Some psychologists have found that moral development has different levels or stages to it, such as Kohlberg's system of preconventional (obedience to authority), conventional (societal conventions), and post-conventional (adherence to principles), which some have extended beyond that to a kind of quasi-mystical (or trans-personal) sense of intuitive truth and oneness, which in turn guides one's actions. It is almost like if the post-conventional abstract principles are archetypes of an underlying oneness of being that is realized in a "fourth stage."

Or we could look at Gilligan's stages, which are in three as well (she was a student of Kohlberg), but she calls them egocentric, ethnocentric, and worldcentric, which correspond to selfishness, goodness, and, truth. As one develops, one's "sphere of concern" (hopefully!) transitions from self-interested, to what is best for my group, to the world. We could take this a step further and apply the Buddhist ideal of "compassion for all sentient beings" as a further development within the third stage, or even a fourth stage, as I mentioned above.

So in that light, from a developmental psychological perspective, an "evil" person is someone who stalled in their moral development at essentially a toddler or young child's age. For a child it is not evil, but for an adult with adult cognition, it is far more problematic: they utilize complex cognition to manipulate and exploit others. If you buy the basic idea of Jon Ronson's book, The Psychopath Test, then the basic human problem is that civilization has largely been guided and manipulated by a small number of psychopaths, who are essentially deficient in human empathy. Interesting fodder for a campaign...
 




Maxperson

Morkus from Orkus
It is if he or she thinks it is. The usefulness is to the user of the tool, after all.
Yep, and to a whole lot of people it's a useful tool. Even if someone doesn't personally find it to be useful, that doesn't change whether or not it's a useful tool. I don't find a hydraulic lift to be personally useful at all, but it's still a useful tool.
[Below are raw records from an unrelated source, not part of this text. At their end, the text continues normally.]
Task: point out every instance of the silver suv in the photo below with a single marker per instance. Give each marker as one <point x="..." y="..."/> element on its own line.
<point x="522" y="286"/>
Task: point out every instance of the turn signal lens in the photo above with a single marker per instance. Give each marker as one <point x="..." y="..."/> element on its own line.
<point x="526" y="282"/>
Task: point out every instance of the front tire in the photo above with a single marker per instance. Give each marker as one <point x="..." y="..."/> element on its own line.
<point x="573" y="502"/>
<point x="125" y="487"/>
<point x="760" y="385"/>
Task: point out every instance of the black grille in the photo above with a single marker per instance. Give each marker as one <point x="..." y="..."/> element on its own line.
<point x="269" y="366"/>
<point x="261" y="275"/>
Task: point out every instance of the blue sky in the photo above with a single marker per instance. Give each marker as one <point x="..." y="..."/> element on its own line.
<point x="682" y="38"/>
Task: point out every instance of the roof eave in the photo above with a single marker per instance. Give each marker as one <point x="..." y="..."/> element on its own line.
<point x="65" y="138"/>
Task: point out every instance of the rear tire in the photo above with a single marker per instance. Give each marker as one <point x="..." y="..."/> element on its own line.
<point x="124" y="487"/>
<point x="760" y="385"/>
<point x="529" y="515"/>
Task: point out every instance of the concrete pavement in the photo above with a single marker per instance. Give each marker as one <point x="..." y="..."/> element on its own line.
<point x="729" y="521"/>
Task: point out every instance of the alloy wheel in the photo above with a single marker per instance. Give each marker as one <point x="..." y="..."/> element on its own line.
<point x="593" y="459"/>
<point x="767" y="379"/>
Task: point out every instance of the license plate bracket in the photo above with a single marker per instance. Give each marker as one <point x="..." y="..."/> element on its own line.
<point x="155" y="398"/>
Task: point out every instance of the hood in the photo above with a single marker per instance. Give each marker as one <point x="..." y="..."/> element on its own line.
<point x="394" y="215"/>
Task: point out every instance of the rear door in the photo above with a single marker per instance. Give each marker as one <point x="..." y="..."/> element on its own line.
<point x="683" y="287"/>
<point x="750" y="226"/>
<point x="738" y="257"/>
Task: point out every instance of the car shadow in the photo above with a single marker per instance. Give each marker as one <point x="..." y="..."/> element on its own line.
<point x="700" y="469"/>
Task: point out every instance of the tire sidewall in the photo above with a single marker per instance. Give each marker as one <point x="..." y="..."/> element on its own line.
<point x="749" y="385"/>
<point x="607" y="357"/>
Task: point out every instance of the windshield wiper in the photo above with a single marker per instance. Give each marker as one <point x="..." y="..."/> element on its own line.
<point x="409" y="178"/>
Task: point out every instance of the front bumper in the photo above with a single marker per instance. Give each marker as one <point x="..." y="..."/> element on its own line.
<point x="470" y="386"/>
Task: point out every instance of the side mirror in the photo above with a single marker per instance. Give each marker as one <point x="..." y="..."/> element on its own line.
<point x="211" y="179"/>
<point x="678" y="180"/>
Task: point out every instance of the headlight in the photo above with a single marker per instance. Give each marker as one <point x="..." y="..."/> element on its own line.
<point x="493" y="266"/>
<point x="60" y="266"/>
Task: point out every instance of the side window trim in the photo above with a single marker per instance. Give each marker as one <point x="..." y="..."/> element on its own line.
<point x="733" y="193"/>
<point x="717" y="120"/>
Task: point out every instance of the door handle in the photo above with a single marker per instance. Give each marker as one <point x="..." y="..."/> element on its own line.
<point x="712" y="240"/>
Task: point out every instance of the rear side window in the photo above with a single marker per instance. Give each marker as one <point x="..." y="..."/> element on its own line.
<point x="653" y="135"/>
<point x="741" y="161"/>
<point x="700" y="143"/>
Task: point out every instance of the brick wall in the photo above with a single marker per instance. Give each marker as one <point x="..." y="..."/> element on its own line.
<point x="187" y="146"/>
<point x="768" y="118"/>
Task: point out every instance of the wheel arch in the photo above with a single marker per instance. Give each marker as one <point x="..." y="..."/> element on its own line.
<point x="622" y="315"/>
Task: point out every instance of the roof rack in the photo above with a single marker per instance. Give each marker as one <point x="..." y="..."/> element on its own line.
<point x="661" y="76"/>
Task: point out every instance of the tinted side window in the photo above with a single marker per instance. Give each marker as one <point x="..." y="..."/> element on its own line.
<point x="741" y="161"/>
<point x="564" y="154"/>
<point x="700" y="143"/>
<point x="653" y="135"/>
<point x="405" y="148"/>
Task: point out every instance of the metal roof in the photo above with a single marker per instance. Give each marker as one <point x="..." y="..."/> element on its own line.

With alignment, many people use it as a guide to help them in their roleplay. Others give it more weight than that. And yet others less. As a DM I don't have time to develop individual personalities for the 40 orcs who are attacking the group, so alignment is useful to me to get a general idea of how they act should conversation happen.
 


Voadam

Legend
I always hated the definitions of good as being other oriented, that self sacrifice for others was a good ideal.

The stereotypical fanatical evil cultist is selflessly devoted to their evil lord/cause and works to advance their goal, even sacrificing their own life to do so.
 

Maxperson

Morkus from Orkus
The stereotypical fanatical evil cultist is selflessly devoted to their evil lord/cause and works to advance their goal, even sacrificing their own life to do so.
Because of the rewards promised, though. They aren't selflessly devoted. They are selfishly devoted so that they can get power, everlasting bliss or whatever else the reward promised is.
 

Oofta

Legend
I pretty much ignore alignment for PCs, but for NPCs and monsters it can be a big part of foundational behavior. Sometimes it's the main descriptor I have handy.

Not nuanced enough for detail, but a lot of time you don't need nor want detail. Broad brush strokes are frequently more useful than paragraphs of dense lore.